Thursday, November 26, 2009

Aggregates outside OBIEE - materialized views and query rewrite

In this post I explained how to use aggregates in OBIEE. Then we did manually create aggregate tables on the database and set each logical table source to triggering only on the certain level of dimension.

We then used aggregate tables SALES_MONTHS, SALES_YEAR_CAT and SALES_MONTHS_CAT_CH and dimension tables CATEGORIES, MONTHS i YEARS. Here, we don't need that.

In this post we'll try to explain and set up materialized views and the query rewrite to get the same queries as in the post above, but without setting anything in the BMM in the logical table sources.

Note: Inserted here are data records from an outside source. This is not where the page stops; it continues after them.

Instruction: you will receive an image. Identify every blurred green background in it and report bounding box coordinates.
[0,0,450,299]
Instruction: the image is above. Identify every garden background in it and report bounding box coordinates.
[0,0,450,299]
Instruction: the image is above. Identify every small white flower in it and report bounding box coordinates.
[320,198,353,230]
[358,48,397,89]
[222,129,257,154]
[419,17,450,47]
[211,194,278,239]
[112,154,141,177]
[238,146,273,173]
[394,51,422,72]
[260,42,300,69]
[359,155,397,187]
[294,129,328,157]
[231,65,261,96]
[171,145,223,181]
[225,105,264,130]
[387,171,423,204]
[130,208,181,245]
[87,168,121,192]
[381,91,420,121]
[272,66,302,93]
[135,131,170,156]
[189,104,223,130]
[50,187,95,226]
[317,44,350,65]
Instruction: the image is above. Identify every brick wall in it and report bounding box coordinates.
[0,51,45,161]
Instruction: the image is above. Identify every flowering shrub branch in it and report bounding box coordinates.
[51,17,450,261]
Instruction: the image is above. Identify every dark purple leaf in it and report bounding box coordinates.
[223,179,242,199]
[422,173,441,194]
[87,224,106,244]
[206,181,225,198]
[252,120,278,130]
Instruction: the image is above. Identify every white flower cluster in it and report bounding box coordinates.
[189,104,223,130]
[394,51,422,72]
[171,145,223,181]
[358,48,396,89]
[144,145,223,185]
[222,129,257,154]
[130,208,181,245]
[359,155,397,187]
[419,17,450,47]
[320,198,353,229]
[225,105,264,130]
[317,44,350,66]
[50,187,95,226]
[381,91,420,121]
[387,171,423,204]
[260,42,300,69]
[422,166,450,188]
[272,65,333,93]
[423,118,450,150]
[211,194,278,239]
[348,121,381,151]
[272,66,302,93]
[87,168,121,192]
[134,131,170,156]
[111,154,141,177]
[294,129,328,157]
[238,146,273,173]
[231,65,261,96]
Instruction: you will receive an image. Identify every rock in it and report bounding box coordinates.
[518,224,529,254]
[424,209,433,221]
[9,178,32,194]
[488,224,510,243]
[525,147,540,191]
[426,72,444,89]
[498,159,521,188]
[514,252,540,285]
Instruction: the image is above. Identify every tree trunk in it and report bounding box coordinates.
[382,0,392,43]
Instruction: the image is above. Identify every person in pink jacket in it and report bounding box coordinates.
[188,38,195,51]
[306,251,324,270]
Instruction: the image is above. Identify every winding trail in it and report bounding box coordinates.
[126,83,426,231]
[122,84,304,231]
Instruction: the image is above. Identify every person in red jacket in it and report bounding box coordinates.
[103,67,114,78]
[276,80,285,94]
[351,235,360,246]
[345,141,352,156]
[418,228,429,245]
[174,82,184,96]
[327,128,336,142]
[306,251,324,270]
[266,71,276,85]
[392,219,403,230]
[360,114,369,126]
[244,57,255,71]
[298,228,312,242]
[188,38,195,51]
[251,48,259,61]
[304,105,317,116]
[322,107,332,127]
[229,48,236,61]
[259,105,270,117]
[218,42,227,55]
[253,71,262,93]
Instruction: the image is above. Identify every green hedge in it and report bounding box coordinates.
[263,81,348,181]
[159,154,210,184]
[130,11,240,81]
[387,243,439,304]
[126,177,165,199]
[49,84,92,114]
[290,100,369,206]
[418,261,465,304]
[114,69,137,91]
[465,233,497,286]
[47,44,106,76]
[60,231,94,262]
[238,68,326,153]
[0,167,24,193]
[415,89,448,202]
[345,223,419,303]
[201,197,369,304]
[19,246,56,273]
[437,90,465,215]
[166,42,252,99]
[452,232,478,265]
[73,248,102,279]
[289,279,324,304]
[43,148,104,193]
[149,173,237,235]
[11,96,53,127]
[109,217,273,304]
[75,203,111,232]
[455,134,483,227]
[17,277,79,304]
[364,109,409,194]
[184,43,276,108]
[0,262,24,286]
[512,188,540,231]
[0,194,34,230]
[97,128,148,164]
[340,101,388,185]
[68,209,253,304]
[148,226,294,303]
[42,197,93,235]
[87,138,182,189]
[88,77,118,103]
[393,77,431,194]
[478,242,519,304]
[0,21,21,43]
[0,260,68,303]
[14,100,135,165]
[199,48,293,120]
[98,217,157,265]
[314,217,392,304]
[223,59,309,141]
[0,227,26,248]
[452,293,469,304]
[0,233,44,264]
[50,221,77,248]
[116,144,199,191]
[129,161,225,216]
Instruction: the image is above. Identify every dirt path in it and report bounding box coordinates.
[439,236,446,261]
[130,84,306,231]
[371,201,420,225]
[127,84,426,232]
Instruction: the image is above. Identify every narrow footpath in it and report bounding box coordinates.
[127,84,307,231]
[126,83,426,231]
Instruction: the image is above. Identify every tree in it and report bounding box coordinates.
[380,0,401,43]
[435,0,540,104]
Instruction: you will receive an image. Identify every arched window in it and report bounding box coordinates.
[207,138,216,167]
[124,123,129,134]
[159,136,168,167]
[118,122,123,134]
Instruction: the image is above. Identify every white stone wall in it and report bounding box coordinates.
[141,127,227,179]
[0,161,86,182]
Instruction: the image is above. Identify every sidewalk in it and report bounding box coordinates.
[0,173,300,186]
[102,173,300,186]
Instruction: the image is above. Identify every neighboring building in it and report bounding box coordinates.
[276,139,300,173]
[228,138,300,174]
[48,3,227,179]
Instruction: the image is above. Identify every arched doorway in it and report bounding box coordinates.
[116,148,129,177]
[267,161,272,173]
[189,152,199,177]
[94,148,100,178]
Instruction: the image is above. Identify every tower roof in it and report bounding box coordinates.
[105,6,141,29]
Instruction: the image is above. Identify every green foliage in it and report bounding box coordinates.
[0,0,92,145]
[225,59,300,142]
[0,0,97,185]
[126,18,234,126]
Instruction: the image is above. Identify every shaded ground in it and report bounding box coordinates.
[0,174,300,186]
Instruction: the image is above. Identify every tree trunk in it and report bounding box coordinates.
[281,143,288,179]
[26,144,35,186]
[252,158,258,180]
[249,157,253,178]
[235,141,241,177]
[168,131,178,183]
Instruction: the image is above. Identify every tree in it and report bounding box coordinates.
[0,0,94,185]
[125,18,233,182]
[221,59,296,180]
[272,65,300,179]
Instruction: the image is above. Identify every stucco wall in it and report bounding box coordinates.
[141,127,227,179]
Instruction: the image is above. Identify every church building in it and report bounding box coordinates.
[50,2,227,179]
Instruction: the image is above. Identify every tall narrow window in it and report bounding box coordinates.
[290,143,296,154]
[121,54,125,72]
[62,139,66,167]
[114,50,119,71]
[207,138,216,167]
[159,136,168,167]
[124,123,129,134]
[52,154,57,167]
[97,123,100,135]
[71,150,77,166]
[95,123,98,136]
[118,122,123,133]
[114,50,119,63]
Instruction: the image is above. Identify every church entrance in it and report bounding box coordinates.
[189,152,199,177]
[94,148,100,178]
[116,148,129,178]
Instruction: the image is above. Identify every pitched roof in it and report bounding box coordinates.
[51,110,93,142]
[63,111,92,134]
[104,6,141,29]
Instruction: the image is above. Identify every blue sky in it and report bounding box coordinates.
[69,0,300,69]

I'll use oracle 10g database, oracle SH schema and the measure from the SALES fact table.

For using dbms_mview.explain_rewrite we need to have rewrite_table table (file utlxplan.sql) and for dbms_mview.explain_mview table mv_capabilities_table (file utlxmv.sql).

First set:

ALTER SYSTEM SET QUERY_REWRITE_ENABLED=TRUE
ALTER SYSTEM SET QUERY_REWRITE_INTEGRITY='TRUSTED'

This is the level of the query rewrite. I set TRUSTED only to be able to test this. You should see other options as well. In TRUSTED mode, the optimizer trusts that the relationships declared in dimensions and RELY constraints are correct. In this mode, the optimizer also uses prebuilt materialized views or materialized views based on views, and it uses relationships that are not enforced as well as those that are enforced. In this mode, the optimizer also trusts declared but not ENABLED VALIDATED primary or unique key constraints and data relationships specified using dimensions. This mode offers greater query rewrite capabilities but also creates the risk of incorrect results if any of the trusted relationships you have declared are incorrect (Text reference:
Oracle Database Data Warehousing Guide 11g Release 1 (11.1)).

RELY constraints:

We use SALES table as the reference. Existing constraints we need to modify to RELY. RELY only affects those constraints that are ENABLE NOVALIDATE. Parameter QUERY_REWRITE_INTEGRITY is set to TRUSTED (TRUSTED informations are constraints (NOVALIDATE RELY) and dimensions). Oracle will not do the check whether relationships defined with RELY constraints are TRUE. That refers to primary key and unique key constraints (RELY ENABLE NOVALIDATE). Query rewrite also use joinback method for recognition attribute that is not in the materialized view query but can be retrieved with joinback. For example, the query rewrite materialized view has CALENDAR_MONTH_ID and we want to group by CALENDAR_MONTH_DESC and then the query optimizer make the join between materialized view and the TIMES table one more to get CALENAR_MONTH_DESC. TIMES table is joinback table.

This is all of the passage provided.